Re: Protect syscache from bloating with negative cache entries

From: Kyotaro HORIGUCHI <horiguchi(dot)kyotaro(at)lab(dot)ntt(dot)co(dot)jp>
To: robertmhaas(at)gmail(dot)com
Cc: ideriha(dot)takeshi(at)jp(dot)fujitsu(dot)com, tomas(dot)vondra(at)2ndquadrant(dot)com, tgl(at)sss(dot)pgh(dot)pa(dot)us, andres(at)anarazel(dot)de, tsunakawa(dot)takay(at)jp(dot)fujitsu(dot)com, alvherre(at)2ndquadrant(dot)com, bruce(at)momjian(dot)us, pgsql-hackers(at)lists(dot)postgresql(dot)org, michael(dot)paquier(at)gmail(dot)com, david(at)pgmasters(dot)net, craig(at)2ndquadrant(dot)com
Subject: Re: Protect syscache from bloating with negative cache entries
Date: 2019-03-29 08:24:40
Message-ID: 20190329.172440.199616830.horiguchi.kyotaro@lab.ntt.co.jp
Views: Raw Message | Whole Thread | Download mbox
Thread:
Lists: pgsql-hackers

Hello. Sorry for being late a bit.

At Wed, 27 Mar 2019 17:30:37 +0900 (Tokyo Standard Time), Kyotaro HORIGUCHI <horiguchi(dot)kyotaro(at)lab(dot)ntt(dot)co(dot)jp> wrote in <20190327(dot)173037(dot)40342566(dot)horiguchi(dot)kyotaro(at)lab(dot)ntt(dot)co(dot)jp>
> > I don't see much point in continuing to review this patch at this
> > point. There's been no new version of the patch in 3 weeks, and there
> > is -- in my view at least -- a rather frustrating lack of evidence
> > that the complexity this patch introduces is actually beneficial. No
> > matter how many people +1 the idea of making this more complicated, it
> > can't be justified unless you can provide a test result showing that
> > the additional complexity solves a problem that does not get solved
> > without that complexity. And even then, who is going to commit a
> > patch that uses a design which Tom Lane says was tried before and
> > stunk?
>
> Hmm. Anyway it is hit by recent commit. I'll post a rebased
> version and a version reverted to do hole-scan. Then I'll take
> numbers as far as I can and will show the result.. tomorrow.
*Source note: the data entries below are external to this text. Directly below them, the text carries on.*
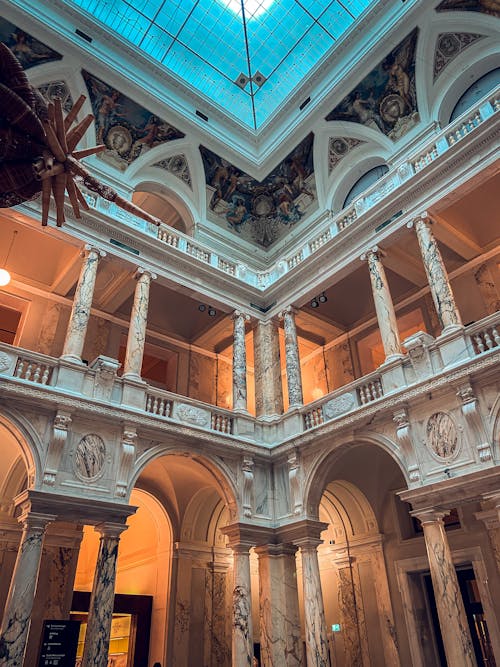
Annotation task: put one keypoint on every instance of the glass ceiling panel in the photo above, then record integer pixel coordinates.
(246, 56)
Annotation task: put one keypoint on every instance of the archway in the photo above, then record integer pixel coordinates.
(173, 553)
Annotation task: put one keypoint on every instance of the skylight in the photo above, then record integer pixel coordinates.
(246, 60)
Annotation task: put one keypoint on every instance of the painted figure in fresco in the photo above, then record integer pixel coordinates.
(237, 214)
(107, 113)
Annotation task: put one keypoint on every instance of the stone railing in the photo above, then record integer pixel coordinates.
(427, 358)
(34, 369)
(328, 226)
(485, 335)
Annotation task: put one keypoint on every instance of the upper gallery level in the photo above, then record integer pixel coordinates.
(394, 109)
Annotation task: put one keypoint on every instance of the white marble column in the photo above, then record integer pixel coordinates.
(242, 635)
(449, 603)
(292, 360)
(137, 328)
(280, 641)
(239, 361)
(19, 605)
(82, 303)
(437, 277)
(317, 652)
(384, 308)
(268, 388)
(95, 651)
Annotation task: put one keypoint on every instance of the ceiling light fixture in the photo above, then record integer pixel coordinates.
(4, 274)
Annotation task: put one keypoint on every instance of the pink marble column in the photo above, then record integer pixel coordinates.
(95, 651)
(450, 607)
(293, 374)
(437, 277)
(82, 303)
(137, 329)
(239, 361)
(280, 641)
(317, 652)
(19, 605)
(268, 388)
(386, 316)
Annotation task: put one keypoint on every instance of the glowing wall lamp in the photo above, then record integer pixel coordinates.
(4, 274)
I took performance numbers for master and three versions of the
patch. Master, LRU, full-scan, modified full-scan. I noticed that
useless scan can be skipped in full-scan version so I added the
last versoin.

I ran three artificial test cases. The database is created by
gen_tbl.pl. Numbers are the average of the fastest five runs in
successive 15 runs.

Test cases are listed below.

1_0. About 3,000,000 negative entries are created in pg_statstic
cache by scanning that many distinct columns. It is 3000 tables
* 1001 columns. Pruning scans happen several times while a run
but no entries are removed. This emulates the bloating phase of
cache. catalog_cache_prune_min_age is default (300s).
(access_tbl1.pl)

1_1. Same to 1_0 except that catalog_cache_prune_min_age is 0,
which means turning off.

2_0. Repeatedly access 1001 of the 3,000,000 entries 6000
times. This emulates the stable cache case without having
pruning. catalog_cache_prune_min_age is default (300s).
(access_tbl2.pl)

2_1. Same to 2_0 except that catalog_cache_prune_min_age is 0,
which means turning off.

3_0. Scan over the 3,000,000 entries twice with setting prune_age
to 10s. A run takes about 18 seconds on my box so fair amount
of old entries are removed. This emulates the stable case with
continuous pruning. (access_tbl3.pl)

2_1. Same to 3_0 except that catalog_cache_prune_min_age is 0,
which means turning off.

The result follows.

| master | LRU | Full |Full-mod|
-----|--------+--------+--------+--------+
1_0 | 17.287 | 17.370 | 17.255 | 16.623 |
1_1 | 17.287 | 17.063 | 16.336 | 17.192 |
2_0 | 15.695 | 18.769 | 18.563 | 15.527 |
2_1 | 15.695 | 18.603 | 18.498 | 18.487 |
3_0 | 26.576 | 33.817 | 34.384 | 34.971 |
3_1 | 26.576 | 27.462 | 26.202 | 26.368 |

The result of 2_0 and 2_1 seems strange, but I show you the
numbers at the present.

- Full-scan seems to have the smallest impact when turned off.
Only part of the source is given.